By the way, you're missing the command to delete the first page of the second file, after generating it.

September 16, 2016

Thanks for the quick response - Unfortunately no. I am using this script as part of a way to sort invoices, so the keyword I am searching for is the vendor's name - so two vendor's names will not appear on the same page.

And thanks for pointing that out - I had done that as a trouble shooting mechanism. Oddly enough the script seems to work for certain words but not others, even though I can find both words by searching (cmd + f) the document. Very confusing.

try67
Adobe Expert
September 16, 2016

You seem to be describing different kinds of issues. One is with the detection of the keywords, another with the extraction of the pages to the new file (if I understood correctly). These are unrelated issues. You should focus on each one of them separately and try to solve it.

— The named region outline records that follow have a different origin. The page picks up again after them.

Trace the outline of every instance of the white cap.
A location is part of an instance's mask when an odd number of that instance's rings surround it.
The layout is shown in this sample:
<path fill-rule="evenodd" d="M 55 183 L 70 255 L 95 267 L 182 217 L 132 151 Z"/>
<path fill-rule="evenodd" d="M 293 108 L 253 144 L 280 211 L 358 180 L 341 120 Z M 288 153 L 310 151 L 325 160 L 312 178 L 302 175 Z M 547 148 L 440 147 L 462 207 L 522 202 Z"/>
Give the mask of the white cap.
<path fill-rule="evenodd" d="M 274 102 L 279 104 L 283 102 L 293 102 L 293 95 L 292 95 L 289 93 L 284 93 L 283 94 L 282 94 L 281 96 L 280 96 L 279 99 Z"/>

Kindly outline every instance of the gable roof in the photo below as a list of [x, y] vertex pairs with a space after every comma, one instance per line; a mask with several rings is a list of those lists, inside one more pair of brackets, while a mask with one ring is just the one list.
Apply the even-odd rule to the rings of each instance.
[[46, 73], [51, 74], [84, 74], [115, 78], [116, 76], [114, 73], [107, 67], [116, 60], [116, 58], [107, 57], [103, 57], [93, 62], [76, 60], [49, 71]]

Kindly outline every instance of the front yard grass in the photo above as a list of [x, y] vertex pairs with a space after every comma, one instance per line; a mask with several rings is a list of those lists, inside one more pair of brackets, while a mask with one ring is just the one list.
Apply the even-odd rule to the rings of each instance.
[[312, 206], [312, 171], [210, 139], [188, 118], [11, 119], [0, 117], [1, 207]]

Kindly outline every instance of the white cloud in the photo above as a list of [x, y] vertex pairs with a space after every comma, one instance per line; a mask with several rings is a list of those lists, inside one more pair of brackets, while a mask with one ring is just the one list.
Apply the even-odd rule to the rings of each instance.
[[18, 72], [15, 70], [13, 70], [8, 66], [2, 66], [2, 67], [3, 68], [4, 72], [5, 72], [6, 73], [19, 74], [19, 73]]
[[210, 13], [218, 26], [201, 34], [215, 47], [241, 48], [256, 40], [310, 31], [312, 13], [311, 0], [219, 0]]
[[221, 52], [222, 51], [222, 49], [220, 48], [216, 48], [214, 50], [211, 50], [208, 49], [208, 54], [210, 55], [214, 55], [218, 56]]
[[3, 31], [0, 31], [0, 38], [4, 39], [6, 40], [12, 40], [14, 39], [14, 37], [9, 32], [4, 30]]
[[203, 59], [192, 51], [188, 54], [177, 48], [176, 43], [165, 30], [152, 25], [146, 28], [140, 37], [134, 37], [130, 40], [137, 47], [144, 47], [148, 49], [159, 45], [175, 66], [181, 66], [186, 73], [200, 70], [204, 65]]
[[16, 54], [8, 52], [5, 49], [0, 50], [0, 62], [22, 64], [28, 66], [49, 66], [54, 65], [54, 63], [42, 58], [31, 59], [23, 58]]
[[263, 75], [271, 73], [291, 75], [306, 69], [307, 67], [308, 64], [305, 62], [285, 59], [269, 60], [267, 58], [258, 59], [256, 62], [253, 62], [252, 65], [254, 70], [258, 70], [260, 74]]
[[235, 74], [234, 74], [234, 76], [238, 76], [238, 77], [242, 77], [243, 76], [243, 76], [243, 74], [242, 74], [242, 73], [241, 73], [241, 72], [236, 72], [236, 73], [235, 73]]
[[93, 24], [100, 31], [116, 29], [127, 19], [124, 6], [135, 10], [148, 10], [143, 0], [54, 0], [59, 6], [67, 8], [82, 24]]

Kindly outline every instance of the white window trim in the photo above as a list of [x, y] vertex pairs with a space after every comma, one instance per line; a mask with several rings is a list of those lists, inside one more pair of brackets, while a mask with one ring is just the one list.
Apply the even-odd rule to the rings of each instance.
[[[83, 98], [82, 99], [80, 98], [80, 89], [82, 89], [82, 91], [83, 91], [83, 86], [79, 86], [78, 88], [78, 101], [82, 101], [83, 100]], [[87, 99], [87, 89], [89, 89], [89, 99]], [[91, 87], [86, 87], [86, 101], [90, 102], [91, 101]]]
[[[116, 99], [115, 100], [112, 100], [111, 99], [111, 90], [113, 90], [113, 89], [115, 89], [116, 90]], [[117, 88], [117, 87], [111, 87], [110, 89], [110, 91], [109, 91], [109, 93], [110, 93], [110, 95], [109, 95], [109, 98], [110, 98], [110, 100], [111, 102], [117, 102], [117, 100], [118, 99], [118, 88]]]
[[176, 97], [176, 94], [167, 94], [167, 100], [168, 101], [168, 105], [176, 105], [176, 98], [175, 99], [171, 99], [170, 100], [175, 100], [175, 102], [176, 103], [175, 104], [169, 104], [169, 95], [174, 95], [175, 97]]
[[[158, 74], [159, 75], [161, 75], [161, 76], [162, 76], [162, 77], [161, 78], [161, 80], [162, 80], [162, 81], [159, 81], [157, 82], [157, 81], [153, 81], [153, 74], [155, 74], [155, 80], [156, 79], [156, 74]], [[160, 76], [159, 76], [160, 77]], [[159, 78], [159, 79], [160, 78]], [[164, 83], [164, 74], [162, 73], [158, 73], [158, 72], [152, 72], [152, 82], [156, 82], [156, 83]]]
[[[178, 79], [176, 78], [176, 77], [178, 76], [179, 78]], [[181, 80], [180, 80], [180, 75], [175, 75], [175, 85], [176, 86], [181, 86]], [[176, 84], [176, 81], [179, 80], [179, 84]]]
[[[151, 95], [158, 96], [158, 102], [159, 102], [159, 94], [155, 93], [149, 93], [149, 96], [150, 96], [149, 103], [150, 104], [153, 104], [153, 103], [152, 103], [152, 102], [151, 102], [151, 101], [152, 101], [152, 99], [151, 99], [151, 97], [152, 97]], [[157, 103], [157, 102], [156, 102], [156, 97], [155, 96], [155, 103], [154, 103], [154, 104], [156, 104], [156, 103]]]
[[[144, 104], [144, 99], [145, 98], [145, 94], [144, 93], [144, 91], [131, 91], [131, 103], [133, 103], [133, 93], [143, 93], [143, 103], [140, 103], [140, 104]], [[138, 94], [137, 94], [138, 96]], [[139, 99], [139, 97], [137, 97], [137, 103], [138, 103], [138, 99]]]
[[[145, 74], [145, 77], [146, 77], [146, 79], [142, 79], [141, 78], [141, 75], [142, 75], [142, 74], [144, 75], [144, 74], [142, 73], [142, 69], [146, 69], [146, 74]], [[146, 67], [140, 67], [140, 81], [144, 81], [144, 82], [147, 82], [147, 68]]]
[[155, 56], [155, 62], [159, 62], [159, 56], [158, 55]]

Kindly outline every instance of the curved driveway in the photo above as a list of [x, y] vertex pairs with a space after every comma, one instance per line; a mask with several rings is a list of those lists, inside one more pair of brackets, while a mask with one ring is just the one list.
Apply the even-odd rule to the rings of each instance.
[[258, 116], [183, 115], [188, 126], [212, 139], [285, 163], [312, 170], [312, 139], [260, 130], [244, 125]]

Start by disabling the extraction process. Print to the console the list of pages for each search term. If they are not correct, investigate further. If a page that is supposed to appear in the list doesn't, go back to that page and print out all the words in it, and try to find out what the issue is.

This is how you debug code: You focus on a specific issue and eliminate causes until you find the cause of the problem, and then look for a solution for it. Then you move on to the next issue.


I'm seeing a potential bug in your code that might cause all kinds of strange behaviors and that will be very difficult to spot if you don't know to look for it.

You should not use the "this" keyword after you create a new document, as it will probably point to that document instead of to the original one. Instead you should keep a separate reference to the original file, something like this as the first line of your code:

var originalDoc = this;

Then replace all instances of "this" in your code with "originalDoc".